BTW: Google has a hard time coping w/ Russian. Russian is a fully inflected language: it has six cases. As a consequence, word order within a sentence largely doesn’t matter–the meaning of a word or phrase is determined by word endings that indicate case. Google also seems to miss some very common words: “kogda” means “when” in English. Why did Google miss that? “Na” means “on”–that should have been pretty easy. Anyhow, you can get enough from Google Translate to get the general meaning if you follow some of the links to Russian blogs.
I’ve been thinking about the relevance of the bus driver in the comment about the motorized wheelchair. Here’s a theory: Leonid specifically says that the roads were unpaved (and presumably muddy after it rained). The bus would/might have gotten stuck in the mud (or at least greatly slowed down by it), while the nifty little motorized wheelchair could zip around him on the shoulder of the road. But Leonid specifies that the bus driver had also been in WW II. Perhaps he was also to some extent disabled in the war, but he’s stuck in the mud driving this [expletive deleted] bus while the driver of the wheelchair gets around him on the shoulder of the road.
Just a thought.
what a great blog post. interesting pictures of a culture that is now gone.
>A theater showing “War and Peace.”
Apropos it is american film (1956)
Dear Amy, thanks for your pictures. Not only they are interesting because they show everyday life and common scenes and places, but also because they were made during the “Khruschev Thaw”. Before it or after it a foreign tourist wouldn’t get a chance (permission in fact) to make such a plenty of pictures showing everyday life.

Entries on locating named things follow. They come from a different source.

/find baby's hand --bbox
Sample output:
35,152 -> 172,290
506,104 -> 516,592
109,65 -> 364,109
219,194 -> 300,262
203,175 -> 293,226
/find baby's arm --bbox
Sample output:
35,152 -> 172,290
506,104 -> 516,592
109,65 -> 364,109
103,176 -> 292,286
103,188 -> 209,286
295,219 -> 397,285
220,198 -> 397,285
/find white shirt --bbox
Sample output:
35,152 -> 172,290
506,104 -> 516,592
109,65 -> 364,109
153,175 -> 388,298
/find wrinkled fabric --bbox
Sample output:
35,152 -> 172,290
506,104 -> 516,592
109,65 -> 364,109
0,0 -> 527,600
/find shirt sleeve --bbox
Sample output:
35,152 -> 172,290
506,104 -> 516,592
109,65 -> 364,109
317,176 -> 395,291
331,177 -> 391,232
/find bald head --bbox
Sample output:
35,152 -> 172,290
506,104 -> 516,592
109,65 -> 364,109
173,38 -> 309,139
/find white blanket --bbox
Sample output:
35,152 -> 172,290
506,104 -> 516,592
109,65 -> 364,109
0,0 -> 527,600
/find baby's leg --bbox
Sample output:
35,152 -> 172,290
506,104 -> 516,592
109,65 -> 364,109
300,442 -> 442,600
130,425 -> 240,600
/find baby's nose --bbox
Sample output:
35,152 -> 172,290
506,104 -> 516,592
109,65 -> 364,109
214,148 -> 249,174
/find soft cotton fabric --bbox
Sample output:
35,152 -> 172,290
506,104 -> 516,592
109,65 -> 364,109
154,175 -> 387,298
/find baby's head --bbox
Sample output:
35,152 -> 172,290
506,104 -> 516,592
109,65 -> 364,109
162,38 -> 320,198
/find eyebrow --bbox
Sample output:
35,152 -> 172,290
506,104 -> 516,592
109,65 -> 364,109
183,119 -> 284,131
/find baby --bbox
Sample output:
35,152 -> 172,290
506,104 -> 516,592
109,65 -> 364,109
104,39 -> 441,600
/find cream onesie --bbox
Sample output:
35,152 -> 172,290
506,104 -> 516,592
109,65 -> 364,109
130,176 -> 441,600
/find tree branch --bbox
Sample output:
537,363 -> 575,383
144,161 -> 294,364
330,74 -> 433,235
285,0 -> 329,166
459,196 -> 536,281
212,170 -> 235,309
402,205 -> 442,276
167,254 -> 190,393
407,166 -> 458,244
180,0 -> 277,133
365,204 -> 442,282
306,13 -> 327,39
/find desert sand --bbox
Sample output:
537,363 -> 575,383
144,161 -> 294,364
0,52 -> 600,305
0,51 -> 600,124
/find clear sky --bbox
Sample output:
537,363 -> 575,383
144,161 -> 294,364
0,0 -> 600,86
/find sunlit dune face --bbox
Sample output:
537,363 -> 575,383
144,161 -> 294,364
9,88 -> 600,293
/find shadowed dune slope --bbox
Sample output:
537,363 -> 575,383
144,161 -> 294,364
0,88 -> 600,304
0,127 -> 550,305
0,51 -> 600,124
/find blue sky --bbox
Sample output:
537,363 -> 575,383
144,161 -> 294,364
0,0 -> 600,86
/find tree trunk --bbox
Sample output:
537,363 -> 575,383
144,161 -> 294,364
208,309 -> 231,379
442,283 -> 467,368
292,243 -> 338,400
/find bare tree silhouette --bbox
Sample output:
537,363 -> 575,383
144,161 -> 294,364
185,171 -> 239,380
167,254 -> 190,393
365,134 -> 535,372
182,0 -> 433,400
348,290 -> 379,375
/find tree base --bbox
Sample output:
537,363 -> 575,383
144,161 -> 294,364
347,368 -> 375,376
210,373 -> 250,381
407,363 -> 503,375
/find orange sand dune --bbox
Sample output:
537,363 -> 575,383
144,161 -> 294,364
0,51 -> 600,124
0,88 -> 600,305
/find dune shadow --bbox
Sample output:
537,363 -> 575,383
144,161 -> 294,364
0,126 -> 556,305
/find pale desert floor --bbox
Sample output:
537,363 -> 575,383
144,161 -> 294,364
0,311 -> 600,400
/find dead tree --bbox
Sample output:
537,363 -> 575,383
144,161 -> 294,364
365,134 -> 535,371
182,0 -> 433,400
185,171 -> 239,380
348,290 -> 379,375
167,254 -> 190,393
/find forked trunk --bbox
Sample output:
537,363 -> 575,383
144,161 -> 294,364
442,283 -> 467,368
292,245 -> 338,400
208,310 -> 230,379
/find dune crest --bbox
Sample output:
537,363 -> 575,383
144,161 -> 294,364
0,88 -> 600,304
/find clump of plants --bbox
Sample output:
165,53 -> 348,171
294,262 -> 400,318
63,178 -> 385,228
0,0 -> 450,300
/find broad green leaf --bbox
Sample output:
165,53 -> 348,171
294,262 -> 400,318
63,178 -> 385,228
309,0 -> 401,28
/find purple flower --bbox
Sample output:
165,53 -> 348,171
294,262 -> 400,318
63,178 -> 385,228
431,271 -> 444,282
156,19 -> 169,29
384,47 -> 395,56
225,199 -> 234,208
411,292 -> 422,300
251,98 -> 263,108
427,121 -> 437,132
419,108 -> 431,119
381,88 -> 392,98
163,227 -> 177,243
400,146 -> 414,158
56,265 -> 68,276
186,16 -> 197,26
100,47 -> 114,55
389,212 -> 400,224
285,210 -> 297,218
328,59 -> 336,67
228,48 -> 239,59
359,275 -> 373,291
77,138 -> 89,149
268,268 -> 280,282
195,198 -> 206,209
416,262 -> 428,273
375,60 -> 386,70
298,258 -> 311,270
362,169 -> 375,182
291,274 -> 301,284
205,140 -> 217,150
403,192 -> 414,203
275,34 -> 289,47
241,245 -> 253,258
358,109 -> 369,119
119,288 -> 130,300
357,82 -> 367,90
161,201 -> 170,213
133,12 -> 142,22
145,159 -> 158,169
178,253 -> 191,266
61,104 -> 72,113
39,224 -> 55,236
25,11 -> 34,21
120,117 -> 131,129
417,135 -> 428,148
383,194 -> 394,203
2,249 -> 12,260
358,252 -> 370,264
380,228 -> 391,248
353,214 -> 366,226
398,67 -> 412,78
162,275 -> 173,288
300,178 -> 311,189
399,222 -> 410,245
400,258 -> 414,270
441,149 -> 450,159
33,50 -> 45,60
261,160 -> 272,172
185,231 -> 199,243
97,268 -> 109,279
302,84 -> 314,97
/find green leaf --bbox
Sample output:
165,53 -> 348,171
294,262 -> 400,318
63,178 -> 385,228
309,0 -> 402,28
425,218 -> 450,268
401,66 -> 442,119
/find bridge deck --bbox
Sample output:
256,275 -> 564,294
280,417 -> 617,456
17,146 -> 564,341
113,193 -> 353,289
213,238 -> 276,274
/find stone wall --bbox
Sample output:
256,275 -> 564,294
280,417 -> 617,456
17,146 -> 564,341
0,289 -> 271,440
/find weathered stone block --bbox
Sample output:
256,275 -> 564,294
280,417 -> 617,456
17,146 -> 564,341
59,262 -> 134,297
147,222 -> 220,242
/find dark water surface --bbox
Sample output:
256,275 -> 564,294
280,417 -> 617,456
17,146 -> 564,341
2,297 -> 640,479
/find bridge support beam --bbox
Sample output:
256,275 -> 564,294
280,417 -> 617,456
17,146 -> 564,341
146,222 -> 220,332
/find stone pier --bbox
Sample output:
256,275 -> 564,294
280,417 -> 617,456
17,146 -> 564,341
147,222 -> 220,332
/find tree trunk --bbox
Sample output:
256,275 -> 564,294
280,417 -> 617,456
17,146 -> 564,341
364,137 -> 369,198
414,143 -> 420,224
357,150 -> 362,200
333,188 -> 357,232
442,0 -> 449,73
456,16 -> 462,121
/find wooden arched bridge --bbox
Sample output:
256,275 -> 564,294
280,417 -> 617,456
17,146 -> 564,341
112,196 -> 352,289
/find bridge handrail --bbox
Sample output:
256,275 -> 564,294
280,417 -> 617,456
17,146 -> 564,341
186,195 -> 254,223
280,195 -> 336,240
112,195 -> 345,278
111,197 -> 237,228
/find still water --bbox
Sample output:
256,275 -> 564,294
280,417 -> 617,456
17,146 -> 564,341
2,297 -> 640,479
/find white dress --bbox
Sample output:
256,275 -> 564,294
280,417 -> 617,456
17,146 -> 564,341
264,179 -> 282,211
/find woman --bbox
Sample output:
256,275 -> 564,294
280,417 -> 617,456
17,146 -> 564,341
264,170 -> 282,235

As for the car for the disabled: here’s my translation (I’m a native Russian)
“When I was about 8 I lived in Kazakhstan. There were no paved roads there. After a rain this car moved to a roadside. The driver who was a WWII veteran sweared loudly at car’s designers.”
That’s all. It’s hard to tell whether the veteran was not satisfied with this car in general or he didn’t like its ability to move along muddy roads with no hard surface.
Thanks, Sergey and Alex! I really appreciate your insight on the photos and the time when they were taken.